Una buona notizia: a Modugno, vicino a Bari, è stato sequestrato l’inceneritore
della Marcegaglia anche grazie a un esposto dei ragazzi del Meetup Bari
2. E’ una grande vittoria per la salute dei pugliesi. Una sconfitta per
i politici e per i confindustriali assistiti dallo Stato.
In materia di ambiente ognuno ha i ministri che si merita, ma noi abbiamo esagerato. Due dichiarazioni da far gelare il sangue a Dracula:
Stefania Prestigiacomo, ministro dell’Ambiente: “Stiamo andando malissimo su Kyoto. Abbiamo un trend di crescita delle emissioni del 13%
Renato Brunetta, ministro per la PA e l’Innovazione, sulla riduzione delle emissioni inquinanti: “L’Europa
ha poco da bacchettare perchè 20-20-20 (20% in più di
efficienza energetica, 20% in meno di emissioni inquinanti e il 20% di
energia tratta da fonti rinnovabili entro il 2020, ndr) è una
follia.
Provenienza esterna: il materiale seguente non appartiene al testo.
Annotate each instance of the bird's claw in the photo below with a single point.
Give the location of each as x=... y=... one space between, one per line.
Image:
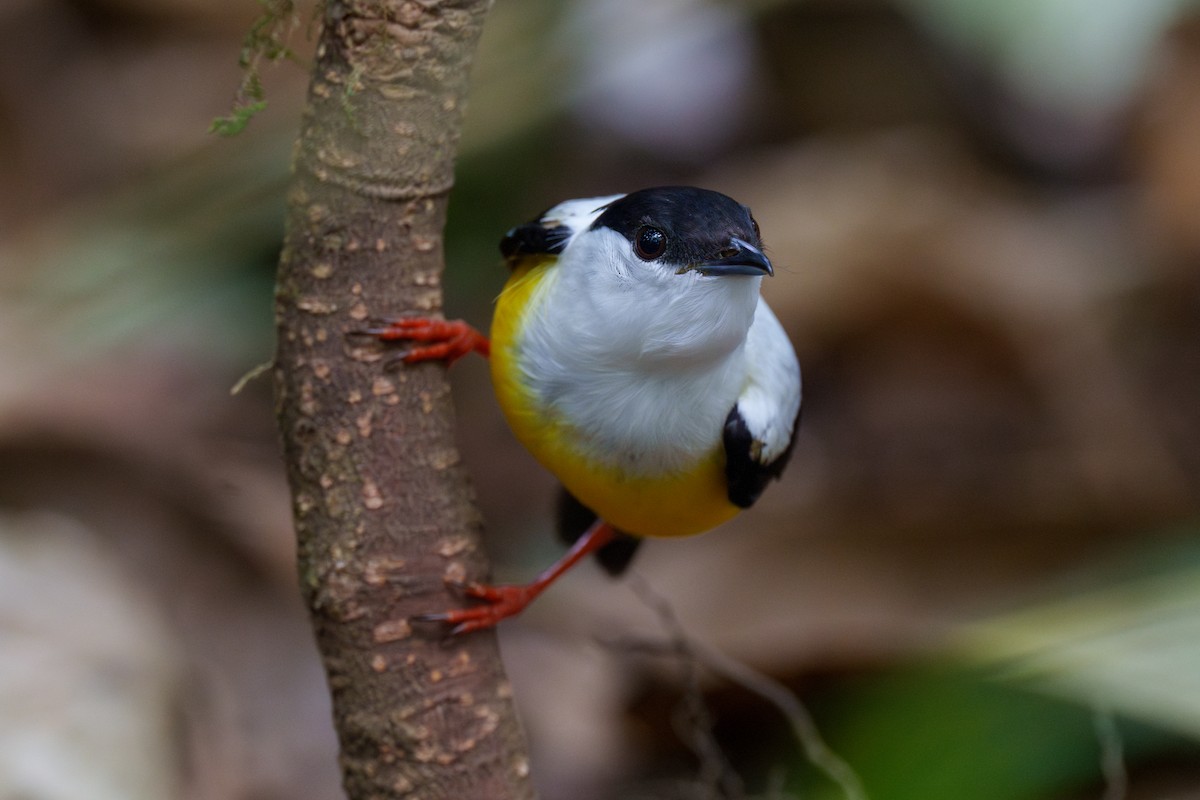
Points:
x=438 y=340
x=499 y=602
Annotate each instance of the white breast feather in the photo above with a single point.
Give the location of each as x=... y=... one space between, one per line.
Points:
x=646 y=367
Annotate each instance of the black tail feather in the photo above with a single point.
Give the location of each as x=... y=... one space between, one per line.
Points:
x=575 y=518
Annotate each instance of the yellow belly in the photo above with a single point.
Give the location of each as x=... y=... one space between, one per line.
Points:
x=681 y=504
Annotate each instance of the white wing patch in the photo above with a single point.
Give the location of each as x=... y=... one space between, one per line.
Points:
x=772 y=397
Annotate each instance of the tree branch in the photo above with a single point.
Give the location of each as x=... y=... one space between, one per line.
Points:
x=382 y=506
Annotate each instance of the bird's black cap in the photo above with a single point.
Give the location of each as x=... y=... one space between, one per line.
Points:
x=699 y=223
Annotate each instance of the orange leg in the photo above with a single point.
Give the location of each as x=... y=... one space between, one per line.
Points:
x=507 y=601
x=439 y=340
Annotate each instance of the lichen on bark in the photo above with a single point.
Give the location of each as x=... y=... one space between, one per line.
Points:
x=382 y=506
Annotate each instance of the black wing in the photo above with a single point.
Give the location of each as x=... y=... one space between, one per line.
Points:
x=574 y=519
x=744 y=471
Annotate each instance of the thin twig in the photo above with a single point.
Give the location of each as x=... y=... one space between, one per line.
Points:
x=784 y=699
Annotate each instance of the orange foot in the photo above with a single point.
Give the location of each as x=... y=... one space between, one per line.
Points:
x=438 y=340
x=507 y=601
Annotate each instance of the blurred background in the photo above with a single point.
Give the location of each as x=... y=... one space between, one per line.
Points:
x=982 y=570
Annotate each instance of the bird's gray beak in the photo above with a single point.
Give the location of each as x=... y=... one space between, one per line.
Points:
x=742 y=258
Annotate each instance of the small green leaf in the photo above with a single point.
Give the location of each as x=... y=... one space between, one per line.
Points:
x=237 y=121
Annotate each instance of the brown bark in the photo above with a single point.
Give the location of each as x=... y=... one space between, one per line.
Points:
x=383 y=509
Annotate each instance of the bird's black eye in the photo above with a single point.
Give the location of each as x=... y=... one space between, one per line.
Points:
x=649 y=242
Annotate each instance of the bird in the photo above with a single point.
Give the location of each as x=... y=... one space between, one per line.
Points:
x=634 y=356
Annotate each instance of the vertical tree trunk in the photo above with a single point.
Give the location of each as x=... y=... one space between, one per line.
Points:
x=383 y=509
Per le imprese e per i Paesi… è una follia
soprattutto per un Paese manifatturiero come l’Italia che ha
un’intensità e una densità di imprese superiore alla
media europea perché il nostro Paese trarrebbe svantaggi”. Ma ha
poi ha aggiunto, rassicurante: ” Noi vogliamo un ambiente pulito.
Vogliamo controlli di tipo ambientale che non uccidano le nostre
imprese e le nostre famiglie”.
Datemi un secchio per vomitare…

Ciao Beppe,
sono Lello Ciampolillo del Meetup Bari 2,
volevo segnalarti che in un mare di notizie ‘immondizia’ oggi ne
abbiamo una positiva. La magistratura funziona. I politici no.
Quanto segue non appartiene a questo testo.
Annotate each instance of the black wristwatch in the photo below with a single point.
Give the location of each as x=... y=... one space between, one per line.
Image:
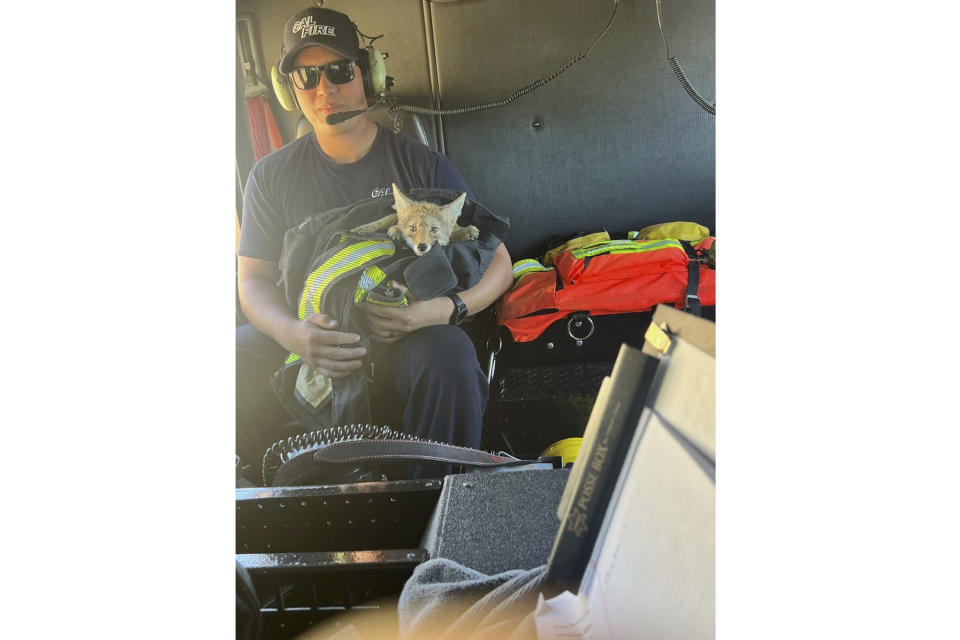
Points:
x=459 y=310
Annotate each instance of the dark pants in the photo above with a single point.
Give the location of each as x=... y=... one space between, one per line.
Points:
x=431 y=379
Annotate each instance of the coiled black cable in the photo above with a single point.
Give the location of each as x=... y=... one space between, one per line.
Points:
x=681 y=76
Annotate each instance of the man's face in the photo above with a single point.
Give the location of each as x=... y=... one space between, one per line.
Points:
x=327 y=97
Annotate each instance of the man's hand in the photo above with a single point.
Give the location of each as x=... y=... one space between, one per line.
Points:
x=389 y=324
x=324 y=349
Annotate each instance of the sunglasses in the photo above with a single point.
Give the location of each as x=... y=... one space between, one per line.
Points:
x=338 y=72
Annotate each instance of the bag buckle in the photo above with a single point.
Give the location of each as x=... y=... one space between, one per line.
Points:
x=577 y=320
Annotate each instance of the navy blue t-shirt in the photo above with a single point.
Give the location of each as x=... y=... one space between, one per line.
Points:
x=298 y=180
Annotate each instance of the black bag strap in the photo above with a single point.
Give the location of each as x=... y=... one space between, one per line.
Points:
x=692 y=302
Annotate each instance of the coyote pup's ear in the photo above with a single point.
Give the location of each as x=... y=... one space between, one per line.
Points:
x=399 y=199
x=452 y=211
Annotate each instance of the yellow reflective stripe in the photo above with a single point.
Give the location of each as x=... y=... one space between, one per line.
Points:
x=625 y=246
x=575 y=243
x=527 y=266
x=350 y=257
x=369 y=279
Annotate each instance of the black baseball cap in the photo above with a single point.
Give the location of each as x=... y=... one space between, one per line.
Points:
x=318 y=26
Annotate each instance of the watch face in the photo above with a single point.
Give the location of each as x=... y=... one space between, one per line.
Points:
x=459 y=309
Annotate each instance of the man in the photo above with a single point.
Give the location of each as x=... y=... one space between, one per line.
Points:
x=431 y=363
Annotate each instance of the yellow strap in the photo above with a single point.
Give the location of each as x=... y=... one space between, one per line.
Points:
x=689 y=231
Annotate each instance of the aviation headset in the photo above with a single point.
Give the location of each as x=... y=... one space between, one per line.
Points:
x=373 y=71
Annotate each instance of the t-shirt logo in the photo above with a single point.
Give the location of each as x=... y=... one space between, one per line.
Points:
x=307 y=27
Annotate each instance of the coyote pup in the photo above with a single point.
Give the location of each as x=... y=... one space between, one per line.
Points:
x=423 y=224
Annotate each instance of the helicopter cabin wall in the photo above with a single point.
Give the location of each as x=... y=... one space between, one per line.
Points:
x=614 y=141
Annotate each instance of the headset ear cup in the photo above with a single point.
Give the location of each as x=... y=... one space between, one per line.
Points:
x=282 y=89
x=375 y=75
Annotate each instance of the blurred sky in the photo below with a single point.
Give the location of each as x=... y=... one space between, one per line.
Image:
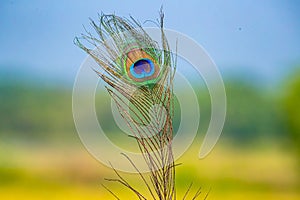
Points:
x=257 y=39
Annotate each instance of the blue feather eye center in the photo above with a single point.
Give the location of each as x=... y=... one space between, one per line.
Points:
x=142 y=68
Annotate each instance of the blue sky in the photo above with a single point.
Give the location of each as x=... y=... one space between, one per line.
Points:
x=255 y=39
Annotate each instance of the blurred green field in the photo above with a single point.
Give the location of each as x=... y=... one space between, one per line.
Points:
x=60 y=172
x=41 y=156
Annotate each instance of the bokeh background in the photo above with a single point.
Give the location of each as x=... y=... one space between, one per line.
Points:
x=256 y=46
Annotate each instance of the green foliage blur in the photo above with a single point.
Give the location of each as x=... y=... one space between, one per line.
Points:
x=41 y=156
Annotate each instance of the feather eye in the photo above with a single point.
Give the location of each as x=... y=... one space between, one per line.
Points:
x=140 y=67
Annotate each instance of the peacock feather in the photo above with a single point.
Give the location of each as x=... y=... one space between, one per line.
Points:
x=139 y=73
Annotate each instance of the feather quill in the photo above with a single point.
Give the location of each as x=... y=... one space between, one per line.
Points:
x=139 y=77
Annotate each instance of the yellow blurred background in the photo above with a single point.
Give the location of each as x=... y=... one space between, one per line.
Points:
x=254 y=43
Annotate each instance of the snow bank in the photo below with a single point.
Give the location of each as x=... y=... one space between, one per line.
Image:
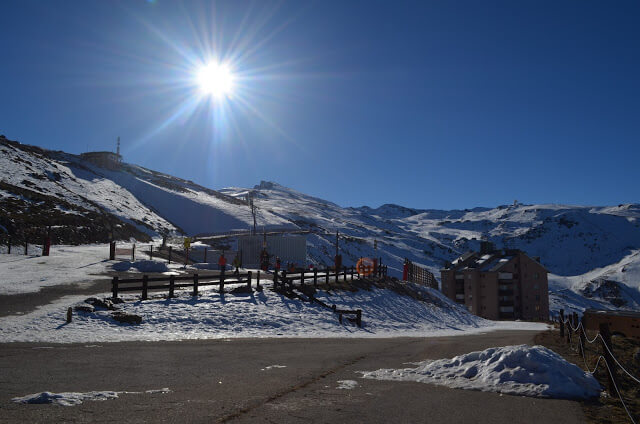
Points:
x=65 y=398
x=76 y=398
x=516 y=370
x=258 y=314
x=66 y=265
x=140 y=266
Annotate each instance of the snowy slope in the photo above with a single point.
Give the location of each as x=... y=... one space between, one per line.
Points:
x=259 y=314
x=592 y=252
x=153 y=202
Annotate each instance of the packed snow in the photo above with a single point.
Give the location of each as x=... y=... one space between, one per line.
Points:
x=516 y=370
x=347 y=384
x=257 y=314
x=65 y=265
x=77 y=398
x=65 y=398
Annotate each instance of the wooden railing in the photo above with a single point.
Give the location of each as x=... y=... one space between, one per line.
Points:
x=170 y=283
x=284 y=279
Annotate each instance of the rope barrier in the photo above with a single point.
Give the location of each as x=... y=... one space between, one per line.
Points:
x=636 y=379
x=600 y=357
x=623 y=369
x=619 y=395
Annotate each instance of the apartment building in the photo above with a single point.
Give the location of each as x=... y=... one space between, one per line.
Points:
x=498 y=284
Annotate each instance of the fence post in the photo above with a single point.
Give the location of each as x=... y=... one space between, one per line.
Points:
x=172 y=282
x=114 y=287
x=607 y=349
x=145 y=283
x=582 y=335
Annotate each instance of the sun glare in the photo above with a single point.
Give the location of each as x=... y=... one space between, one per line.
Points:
x=216 y=79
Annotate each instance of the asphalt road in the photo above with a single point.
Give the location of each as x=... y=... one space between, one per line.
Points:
x=228 y=381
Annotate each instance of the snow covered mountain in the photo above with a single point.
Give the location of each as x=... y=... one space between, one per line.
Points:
x=593 y=253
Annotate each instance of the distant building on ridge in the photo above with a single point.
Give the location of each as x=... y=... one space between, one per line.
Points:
x=108 y=160
x=498 y=284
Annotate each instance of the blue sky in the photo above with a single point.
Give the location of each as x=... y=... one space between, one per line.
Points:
x=425 y=104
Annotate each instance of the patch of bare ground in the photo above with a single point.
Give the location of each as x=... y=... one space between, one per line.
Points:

il 22/09/08 il dott. Francesco Bretone pm della Procura di Bari, ha sequestrato l’area di costruzione dell’inceneritore della Eco Energia Srl (gruppo Marcegaglia) a Modugno (BA) ed ha messo 4 persone sotto inchiesta; di queste una è un dirigente del settore ecologia della Regione Puglia.
Il sequestro è stato recentemente convalidato dal Gip. Le
indagini sono state svolte anche a seguito di due esposti presentati
dal meetup Bari2 assistito dall’avv Gaetano Filograno.Gli esposti in
questione evidenziavano la pericolosità degli insediamenti tra Bari e Modugno di una centrale a turbogas e appunto dell’inceneritore,
inseriti in un contesto già fortemente inquinato dalla zona
industriale a ridosso della città di Bari, nonchè dalla
presenza di una centrale elettrica Enel all’interno della città,
convertita recentemente da olio combustibile a gas sulla cui
legittimità il ns. meetup sta svolgendo approfondimenti tecnici
e giuridici da sottoporre agli organi competenti.
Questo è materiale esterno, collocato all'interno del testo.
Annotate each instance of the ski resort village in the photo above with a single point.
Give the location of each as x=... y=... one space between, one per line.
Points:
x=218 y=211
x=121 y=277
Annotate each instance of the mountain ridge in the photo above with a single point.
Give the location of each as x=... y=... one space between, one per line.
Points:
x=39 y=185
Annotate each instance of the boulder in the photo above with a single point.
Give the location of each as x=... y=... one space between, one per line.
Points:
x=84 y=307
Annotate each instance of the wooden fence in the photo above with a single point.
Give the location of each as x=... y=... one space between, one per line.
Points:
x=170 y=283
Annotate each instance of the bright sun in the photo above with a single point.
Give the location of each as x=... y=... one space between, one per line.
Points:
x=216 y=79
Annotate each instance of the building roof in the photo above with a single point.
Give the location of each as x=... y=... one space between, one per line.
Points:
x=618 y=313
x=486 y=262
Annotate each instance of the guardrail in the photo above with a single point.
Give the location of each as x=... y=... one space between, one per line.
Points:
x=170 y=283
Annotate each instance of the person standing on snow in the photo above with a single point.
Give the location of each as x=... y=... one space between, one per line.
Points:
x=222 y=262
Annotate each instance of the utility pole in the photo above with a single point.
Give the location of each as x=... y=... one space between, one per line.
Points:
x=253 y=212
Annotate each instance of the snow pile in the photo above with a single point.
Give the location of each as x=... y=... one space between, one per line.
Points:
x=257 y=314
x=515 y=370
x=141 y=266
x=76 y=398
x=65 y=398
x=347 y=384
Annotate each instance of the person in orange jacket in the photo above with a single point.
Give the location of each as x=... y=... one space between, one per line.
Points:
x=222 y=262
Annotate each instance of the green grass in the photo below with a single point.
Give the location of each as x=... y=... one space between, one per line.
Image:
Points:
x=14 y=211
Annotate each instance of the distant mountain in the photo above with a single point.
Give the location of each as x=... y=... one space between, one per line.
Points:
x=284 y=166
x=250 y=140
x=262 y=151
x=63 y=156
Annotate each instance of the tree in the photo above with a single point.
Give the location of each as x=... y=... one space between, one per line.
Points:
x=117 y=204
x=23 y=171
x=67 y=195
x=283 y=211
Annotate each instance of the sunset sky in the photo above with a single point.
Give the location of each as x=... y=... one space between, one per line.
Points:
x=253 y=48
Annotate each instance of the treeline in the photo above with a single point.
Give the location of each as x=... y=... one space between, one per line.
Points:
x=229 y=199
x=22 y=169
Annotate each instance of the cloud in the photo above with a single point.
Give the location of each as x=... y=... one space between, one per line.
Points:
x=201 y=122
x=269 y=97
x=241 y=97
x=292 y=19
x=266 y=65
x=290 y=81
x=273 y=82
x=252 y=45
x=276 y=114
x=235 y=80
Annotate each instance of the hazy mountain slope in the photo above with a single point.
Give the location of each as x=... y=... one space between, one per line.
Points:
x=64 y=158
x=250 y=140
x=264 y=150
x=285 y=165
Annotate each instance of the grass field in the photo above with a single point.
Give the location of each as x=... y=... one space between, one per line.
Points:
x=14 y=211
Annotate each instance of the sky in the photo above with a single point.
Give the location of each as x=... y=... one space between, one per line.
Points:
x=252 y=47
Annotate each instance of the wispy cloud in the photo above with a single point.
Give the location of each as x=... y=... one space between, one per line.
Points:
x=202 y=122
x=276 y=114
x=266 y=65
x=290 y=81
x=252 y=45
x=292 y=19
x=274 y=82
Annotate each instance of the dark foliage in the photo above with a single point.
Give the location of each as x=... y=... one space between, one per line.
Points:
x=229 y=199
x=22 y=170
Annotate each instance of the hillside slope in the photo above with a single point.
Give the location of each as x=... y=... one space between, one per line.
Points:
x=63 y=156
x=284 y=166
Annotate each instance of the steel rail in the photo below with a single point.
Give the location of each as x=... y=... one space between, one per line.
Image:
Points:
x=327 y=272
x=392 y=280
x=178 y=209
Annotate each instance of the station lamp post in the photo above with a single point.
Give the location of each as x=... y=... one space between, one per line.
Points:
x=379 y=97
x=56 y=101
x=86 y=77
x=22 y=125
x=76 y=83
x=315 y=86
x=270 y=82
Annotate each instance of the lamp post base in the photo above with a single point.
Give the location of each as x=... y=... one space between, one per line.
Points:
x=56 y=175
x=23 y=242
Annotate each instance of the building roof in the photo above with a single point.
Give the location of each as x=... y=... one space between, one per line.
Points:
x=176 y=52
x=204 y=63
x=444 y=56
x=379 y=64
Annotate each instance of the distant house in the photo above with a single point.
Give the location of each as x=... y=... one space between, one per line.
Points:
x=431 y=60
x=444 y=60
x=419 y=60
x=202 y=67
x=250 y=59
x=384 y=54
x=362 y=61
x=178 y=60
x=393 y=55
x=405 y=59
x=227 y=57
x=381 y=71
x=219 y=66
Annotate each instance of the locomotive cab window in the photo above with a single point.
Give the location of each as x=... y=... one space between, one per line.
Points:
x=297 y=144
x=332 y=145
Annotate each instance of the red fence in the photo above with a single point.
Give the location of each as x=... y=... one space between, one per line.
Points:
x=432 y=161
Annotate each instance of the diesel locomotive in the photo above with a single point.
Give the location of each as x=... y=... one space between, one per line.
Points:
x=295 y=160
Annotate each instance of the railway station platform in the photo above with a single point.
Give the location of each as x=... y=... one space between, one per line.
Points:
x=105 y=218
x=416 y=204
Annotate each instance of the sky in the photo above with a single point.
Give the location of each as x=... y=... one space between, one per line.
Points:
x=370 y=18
Oltre a sottolineare l’ottimo lavoro della procura di Bari,
che si preoccupa della salute dei cittadini contrariamente ai politici
locali sia di destra che di sinistra, ci preme evidenziare alcuni tra i
motivi che hanno portato al sequestro preventivo e all’iscrizione nel
registro degli indagati del dirigente della Regione. Quest’ultimo
ometteva di:
– motivare sullo smaltimento delle ceneri prodotte dalla centrale considerate nello studio di impatto ambientale (S.I.A.) erroneamente come rifiuto non pericoloso

rilevare che lo stoccaggio e il trattamento delle ceneri avveniva
all’interno dello stesso termovalorizzatore e che trattandosi di
operazione di trattamento di rifiuto pericoloso occorreva per
l’impianto una specifica autorizzazione
– rilevare che il CDR (combustibile da rifiuto) sarebbe stato prodotto anche all’interno della stessa centrale da un impianto privo di autonoma autorizzazione.
Ci
chiediamo il perchè di queste “omissioni”, e la risposta
è forse perchè sarebbero stati costretti ad ammettere che
la termovalorizzazione non risolve il problema dei rifiuti
anzi lo acuisce perchè il rifiuto bruciato si trasforma in
nanopolveri, diossine e cenere che a differenza dei primi sono tossici
e di una tipologia estremamente pericolosa, e tutti questi rifiuti
hanno bisogno di discariche speciali per rifiuti tossici.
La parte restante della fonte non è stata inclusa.